Diferente de seus antecessores, o papa Francisco I é conhecido como um governante humilde, que dispensa a maioria dos luxos, e com o papamóvel não é diferente. Em 2013, após de assumir o cargo, o pontífice visitou o Brasil para Jornada Mundial da Juventude, Francisco circulou pelas ruas do Rio de Janeiro em um Fiat Idea sem nenhum adereço especial.

Em 2014, o líder utilizou um Hyundai Santa Fé adaptado, para circular nas ruas do vaticano. No mesmo ano, durante uma viagem as Filipinas, Francisco utilizou um clássico Jeepney. O veiculo é conhecido por conta das suas cores extravagantes, mas o Papa optou pelo clássico branco com o símbolo do vaticano na lateral.

Seguindo a linha franciscana de simplicidade, o líder católico percorreu a cidade de Washington em um Fiat 500L. Um automóvel popular da montadora italiana. Durante sua visita em Madagascar em 2019, Francisco utilizou um Karenjy Mazana II. O carro é originário da própria ilha africana.

Atualmente, o Sumo Sacerdote abriu mão das limusines utilizadas pelos seus predecessores e se locomove diariamente a bordo de um Ford Focus azul, bem mais modesto que os antigos automóveis.

papamóvel clássico

Destino dos carros

Todos os papamóveis são veículos históricos. Os que foram utilizado no Vaticano ficam em uma garagem especial ou vão para um museu quando são aposentados. Os que foram utilizados em outros países também recebem um tratamento especial.
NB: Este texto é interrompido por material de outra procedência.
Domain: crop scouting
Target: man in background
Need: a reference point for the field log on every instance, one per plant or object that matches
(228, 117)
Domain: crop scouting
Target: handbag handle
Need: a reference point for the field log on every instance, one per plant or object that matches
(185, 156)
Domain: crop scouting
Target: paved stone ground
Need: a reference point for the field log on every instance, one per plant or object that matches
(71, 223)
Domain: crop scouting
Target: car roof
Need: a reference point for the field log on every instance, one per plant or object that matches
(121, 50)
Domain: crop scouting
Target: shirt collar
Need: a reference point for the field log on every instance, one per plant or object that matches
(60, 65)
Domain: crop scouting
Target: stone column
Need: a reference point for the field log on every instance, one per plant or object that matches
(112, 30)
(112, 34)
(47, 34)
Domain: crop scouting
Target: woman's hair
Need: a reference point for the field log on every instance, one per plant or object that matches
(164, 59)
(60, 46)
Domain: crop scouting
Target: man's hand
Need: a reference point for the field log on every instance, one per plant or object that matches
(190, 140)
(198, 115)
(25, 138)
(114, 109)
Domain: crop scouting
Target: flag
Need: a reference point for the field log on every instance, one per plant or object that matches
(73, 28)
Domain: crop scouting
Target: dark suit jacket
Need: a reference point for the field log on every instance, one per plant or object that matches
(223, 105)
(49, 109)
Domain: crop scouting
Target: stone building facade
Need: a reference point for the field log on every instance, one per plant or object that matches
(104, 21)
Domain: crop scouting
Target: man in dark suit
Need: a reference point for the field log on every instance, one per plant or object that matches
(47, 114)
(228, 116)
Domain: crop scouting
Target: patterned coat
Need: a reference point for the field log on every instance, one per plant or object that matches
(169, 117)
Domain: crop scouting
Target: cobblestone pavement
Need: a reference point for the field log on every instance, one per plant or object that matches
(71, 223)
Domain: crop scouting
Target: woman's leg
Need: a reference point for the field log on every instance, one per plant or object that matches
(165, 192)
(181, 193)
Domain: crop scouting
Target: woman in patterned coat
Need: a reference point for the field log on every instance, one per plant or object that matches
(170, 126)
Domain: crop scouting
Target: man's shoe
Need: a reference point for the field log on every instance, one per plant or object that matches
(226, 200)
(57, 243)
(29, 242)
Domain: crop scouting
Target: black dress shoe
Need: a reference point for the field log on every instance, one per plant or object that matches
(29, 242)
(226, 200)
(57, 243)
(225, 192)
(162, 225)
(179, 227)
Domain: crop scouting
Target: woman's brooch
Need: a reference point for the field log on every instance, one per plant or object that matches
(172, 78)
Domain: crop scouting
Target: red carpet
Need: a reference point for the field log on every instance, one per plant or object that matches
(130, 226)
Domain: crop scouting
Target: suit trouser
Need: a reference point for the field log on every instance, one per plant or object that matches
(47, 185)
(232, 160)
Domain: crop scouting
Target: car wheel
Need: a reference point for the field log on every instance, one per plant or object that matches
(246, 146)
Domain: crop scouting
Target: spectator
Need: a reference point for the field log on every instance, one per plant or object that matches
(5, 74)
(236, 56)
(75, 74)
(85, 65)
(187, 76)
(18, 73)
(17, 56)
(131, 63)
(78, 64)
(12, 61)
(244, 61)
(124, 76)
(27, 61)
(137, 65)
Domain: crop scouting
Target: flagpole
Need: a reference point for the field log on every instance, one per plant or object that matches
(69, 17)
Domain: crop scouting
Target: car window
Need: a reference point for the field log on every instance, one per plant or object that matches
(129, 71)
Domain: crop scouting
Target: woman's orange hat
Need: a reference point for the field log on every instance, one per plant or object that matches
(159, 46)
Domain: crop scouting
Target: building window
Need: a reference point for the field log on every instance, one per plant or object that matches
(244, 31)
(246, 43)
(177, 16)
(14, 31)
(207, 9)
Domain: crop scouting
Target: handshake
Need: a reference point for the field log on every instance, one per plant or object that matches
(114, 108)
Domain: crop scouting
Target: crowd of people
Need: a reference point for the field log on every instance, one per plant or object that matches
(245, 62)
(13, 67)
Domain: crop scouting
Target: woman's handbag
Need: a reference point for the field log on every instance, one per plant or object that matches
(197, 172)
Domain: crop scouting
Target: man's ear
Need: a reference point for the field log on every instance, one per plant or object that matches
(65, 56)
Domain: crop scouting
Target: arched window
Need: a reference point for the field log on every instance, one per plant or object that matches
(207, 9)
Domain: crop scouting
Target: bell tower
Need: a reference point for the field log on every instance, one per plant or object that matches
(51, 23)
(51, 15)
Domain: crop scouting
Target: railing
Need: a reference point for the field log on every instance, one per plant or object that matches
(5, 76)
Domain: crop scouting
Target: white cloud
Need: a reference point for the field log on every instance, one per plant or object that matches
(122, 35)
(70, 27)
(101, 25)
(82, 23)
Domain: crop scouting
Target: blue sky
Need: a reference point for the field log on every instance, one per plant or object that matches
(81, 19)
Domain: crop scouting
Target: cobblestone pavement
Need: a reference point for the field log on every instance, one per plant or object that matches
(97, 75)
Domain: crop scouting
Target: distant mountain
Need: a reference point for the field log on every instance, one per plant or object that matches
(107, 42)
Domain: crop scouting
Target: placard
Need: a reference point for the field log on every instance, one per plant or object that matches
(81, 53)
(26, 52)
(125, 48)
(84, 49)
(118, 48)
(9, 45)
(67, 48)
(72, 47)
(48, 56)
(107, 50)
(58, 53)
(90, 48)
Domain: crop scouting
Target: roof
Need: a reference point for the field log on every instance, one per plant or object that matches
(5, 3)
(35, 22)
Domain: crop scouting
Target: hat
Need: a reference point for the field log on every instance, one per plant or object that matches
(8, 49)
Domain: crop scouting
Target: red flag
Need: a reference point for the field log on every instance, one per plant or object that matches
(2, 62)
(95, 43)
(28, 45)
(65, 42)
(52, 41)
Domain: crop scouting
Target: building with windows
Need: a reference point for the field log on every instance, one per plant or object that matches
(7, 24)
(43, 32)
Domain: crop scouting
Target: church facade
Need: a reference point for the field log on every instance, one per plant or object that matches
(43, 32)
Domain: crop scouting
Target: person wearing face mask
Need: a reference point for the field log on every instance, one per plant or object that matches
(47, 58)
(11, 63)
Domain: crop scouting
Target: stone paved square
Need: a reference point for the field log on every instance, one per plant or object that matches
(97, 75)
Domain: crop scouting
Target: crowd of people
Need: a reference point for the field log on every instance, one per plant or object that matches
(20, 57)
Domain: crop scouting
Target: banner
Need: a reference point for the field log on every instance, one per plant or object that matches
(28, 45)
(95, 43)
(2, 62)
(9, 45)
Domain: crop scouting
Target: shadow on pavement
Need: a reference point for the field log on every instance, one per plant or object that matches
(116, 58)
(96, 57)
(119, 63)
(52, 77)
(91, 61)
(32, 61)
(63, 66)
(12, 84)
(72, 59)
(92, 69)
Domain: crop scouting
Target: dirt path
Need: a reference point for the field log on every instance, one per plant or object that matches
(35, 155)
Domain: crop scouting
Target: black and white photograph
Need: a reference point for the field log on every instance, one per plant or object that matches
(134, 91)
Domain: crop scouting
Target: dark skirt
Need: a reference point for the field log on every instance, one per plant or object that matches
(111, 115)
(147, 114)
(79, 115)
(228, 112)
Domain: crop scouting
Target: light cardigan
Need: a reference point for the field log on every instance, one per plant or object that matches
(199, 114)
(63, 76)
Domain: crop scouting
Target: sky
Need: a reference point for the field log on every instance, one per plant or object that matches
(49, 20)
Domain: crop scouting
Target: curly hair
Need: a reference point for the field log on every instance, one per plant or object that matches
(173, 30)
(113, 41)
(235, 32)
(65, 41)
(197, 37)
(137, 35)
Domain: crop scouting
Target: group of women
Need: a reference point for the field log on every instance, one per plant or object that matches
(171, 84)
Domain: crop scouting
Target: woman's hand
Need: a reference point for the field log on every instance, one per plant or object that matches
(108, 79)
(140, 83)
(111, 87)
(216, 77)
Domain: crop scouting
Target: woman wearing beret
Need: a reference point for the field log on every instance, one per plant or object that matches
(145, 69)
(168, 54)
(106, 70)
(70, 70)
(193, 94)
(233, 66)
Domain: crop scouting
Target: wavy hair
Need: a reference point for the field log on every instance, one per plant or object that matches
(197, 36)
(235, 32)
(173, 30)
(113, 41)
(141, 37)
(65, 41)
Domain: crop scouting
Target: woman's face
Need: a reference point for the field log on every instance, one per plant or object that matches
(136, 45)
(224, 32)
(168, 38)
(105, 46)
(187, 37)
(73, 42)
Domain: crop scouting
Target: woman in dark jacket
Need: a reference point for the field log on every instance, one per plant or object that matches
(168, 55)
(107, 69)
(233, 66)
O Leyland utilizado por João Paulo II foi leiloado em 2006, por US$ 70 mil. Atualmente, ele está em uma exposição na British Commercial Vehicle Museum, em Leyland, Inglaterra. A Ferrari Mondial foi vendida por US$ 6 milhões em 2005 e seus lucros foram doados para as vítimas do tsunami da Indonésia, que aconteceu no ano anterior.

Em 2017, o Papa Francisco foi presenteado por uma Lamborghini Huracán branca com detalhes amarelos. Por ser franciscano, o Sumo Sacerdote assinou o veículo e o colocou para leilão, o automóvel foi vendido no ano seguinte por € 715 mil, o valor foi doado para um projeto social que constrói casas no Iraque.

A Lamborghini não foi o primeiro automóvel a ser doado, benzido e leiloado. Em 2013, Francisco ganhou uma Harley-Davidson Dyna Syper Glide, durante o 110˚ aniversário da montadora. A motocicleta foi leiloada por € 241 mil, além da moto o pontífice ganhou uma jaqueta de couro, também leiloada. O dinheiro foi repassado para uma ONG que oferece abrigo e refeição para pessoas necessitadas.

O Idea utilizado por Francisco em 2013,no Brasil, foi recolhido e está no acervo da montadora, ao lado de outros veículos históricos. Ele será exposto em um futuro Museu do Automóvel no Brasil, segundo a italiana Fiat.